If your GPU has capability below 7.0 (e.g., Maxwell 5.x, Pascal 6.x), Rust 1.97 cannot target it. Consider upgrading your hardware or staying on an older Rust version (not recommended for security).

Step 3: Update Your Rust Toolchain

Install Rust 1.97 or newer. If you use rustup:

rustup update

Set the default toolchain if needed:

rustup default 1.97.0

For nightly builds before the official release, use nightly-2026-07-09 or later.

Step 4: Adjust the target-cpu Flag

In your project’s configuration (e.g., .cargo/config.toml), you may have set -C target-cpu=sm_XX. The new default is sm_70. Check and update as follows:

  • If you never set -C target-cpu: the default becomes sm_70. Your build should continue working, but it will no longer support pre-Volta GPUs.
  • If you currently set an older architecture (e.g., sm_60): you must change it to sm_70 or newer. Remove the flag entirely to use the default, or explicitly set sm_70.
  • If you already set sm_70 or newer (e.g., sm_80): no change needed.
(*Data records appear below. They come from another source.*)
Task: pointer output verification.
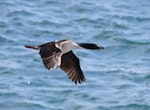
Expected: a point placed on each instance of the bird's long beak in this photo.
(90, 46)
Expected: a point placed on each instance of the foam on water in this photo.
(117, 77)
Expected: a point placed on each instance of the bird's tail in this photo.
(32, 47)
(90, 46)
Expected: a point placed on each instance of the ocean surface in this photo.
(118, 77)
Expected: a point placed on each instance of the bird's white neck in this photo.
(66, 47)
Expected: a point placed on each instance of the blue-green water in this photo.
(118, 77)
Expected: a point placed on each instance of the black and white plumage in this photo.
(59, 54)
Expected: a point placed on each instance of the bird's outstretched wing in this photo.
(51, 55)
(70, 64)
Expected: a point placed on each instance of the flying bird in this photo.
(59, 54)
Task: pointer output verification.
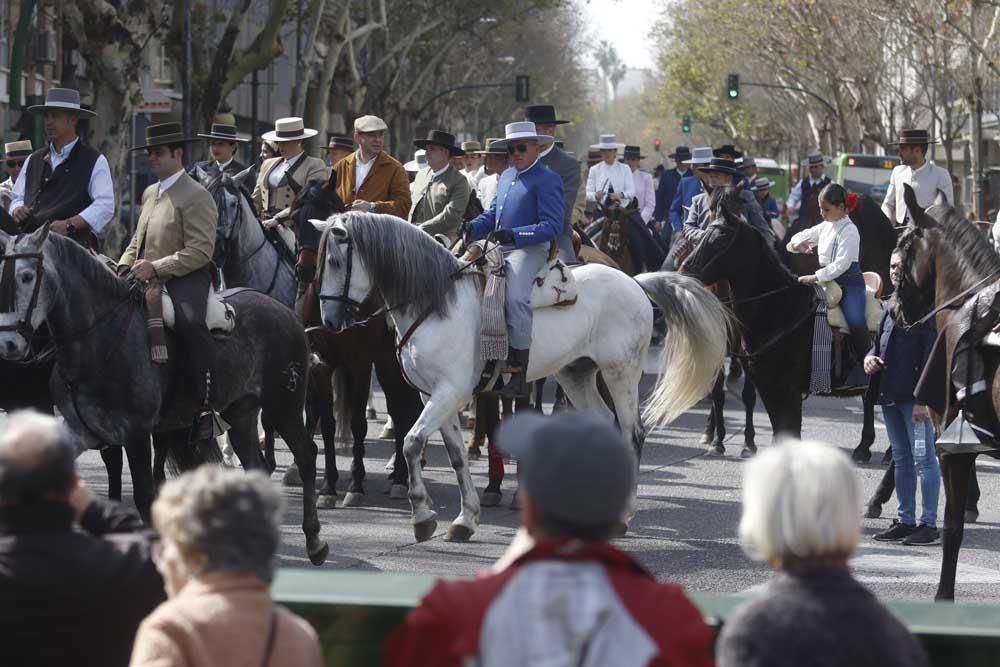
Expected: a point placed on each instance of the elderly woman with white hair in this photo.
(800, 514)
(219, 531)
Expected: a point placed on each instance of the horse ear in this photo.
(917, 215)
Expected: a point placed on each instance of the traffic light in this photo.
(733, 86)
(522, 88)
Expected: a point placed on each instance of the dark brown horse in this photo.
(946, 260)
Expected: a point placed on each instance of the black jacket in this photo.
(74, 595)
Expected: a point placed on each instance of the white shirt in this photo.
(838, 243)
(602, 177)
(167, 182)
(486, 189)
(645, 192)
(361, 170)
(274, 178)
(100, 188)
(925, 181)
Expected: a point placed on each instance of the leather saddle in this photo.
(554, 285)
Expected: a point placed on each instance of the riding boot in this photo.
(517, 387)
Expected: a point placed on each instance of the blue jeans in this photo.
(900, 426)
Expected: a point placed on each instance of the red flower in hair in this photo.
(853, 199)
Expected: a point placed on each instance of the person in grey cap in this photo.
(571, 598)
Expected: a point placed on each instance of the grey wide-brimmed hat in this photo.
(164, 134)
(62, 99)
(560, 450)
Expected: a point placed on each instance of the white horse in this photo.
(436, 308)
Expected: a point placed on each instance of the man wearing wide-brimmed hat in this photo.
(473, 162)
(526, 214)
(440, 192)
(667, 188)
(925, 178)
(173, 244)
(338, 148)
(495, 162)
(282, 178)
(609, 180)
(223, 142)
(67, 184)
(15, 154)
(566, 167)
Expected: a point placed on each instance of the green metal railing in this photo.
(353, 612)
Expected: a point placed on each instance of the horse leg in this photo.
(492, 496)
(112, 457)
(467, 521)
(956, 469)
(749, 397)
(715, 426)
(863, 452)
(137, 450)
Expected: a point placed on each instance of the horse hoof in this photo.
(318, 556)
(292, 476)
(458, 533)
(353, 499)
(424, 530)
(491, 499)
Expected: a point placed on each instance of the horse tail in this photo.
(698, 328)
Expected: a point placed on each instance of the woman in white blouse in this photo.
(609, 179)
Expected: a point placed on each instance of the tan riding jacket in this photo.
(176, 231)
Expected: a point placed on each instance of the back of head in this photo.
(800, 502)
(37, 459)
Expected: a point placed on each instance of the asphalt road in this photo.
(685, 527)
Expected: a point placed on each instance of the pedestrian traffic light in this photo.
(522, 88)
(733, 86)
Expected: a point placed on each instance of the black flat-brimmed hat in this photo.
(440, 138)
(223, 132)
(721, 166)
(62, 99)
(633, 153)
(913, 138)
(727, 149)
(163, 134)
(543, 114)
(680, 154)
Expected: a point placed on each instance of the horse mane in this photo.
(98, 278)
(975, 258)
(405, 264)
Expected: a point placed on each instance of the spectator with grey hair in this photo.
(567, 597)
(800, 514)
(220, 533)
(76, 572)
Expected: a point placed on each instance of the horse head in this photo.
(25, 295)
(343, 282)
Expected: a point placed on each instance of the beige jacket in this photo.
(176, 231)
(277, 202)
(223, 620)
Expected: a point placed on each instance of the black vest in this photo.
(809, 213)
(63, 193)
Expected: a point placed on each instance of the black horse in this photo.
(109, 390)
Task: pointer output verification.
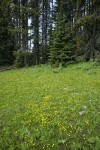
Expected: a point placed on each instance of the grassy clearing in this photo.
(42, 108)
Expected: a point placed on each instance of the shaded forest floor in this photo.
(44, 108)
Example of updating .cargo/config.toml:

[target.nvptx64-nvidia-cuda]
rustflags = ["-C", "target-cpu=sm_70"]

Step 5: Build Your Project

Compile your Rust project with the target specified:

cargo build --target nvptx64-nvidia-cuda

Watch for warnings or errors. If you encounter issues, double-check your CUDA driver and GPU compatibility. Common errors include “PTX version not supported” or “unknown target CPU”.

Step 6: Test on Target Hardware

Run your compiled CUDA kernel on a GPU with compute capability 7.0 or higher. Use cuda-test or your own test harness. Verify correctness and performance. If you previously relied on older GPUs, test on Volta or later to ensure the same behavior.

Tips and Considerations

  • Stay on older Rust if absolutely necessary: If you must support CUDA 10 drivers or Maxwell/Pascal GPUs, do not upgrade to Rust 1.97+. However, keep in mind that those GPUs are no longer actively supported by NVIDIA, and you may miss compiler fixes.
  • Check the platform documentation: For detailed building and configuration instructions, refer to the official Rust platform support page.
  • Automate the check: Add a CI step that verifies CUDA driver version and GPU capability before building, using scripts that parse nvidia-smi output.
  • Consider cross-compilation: If you need to generate PTX for a variety of GPUs, use multiple target-cpu builds (e.g., sm_70 and sm_80) and package them together.
  • Test early: As soon as Rust 1.97 beta is available, test your projects to identify any compatibility issues.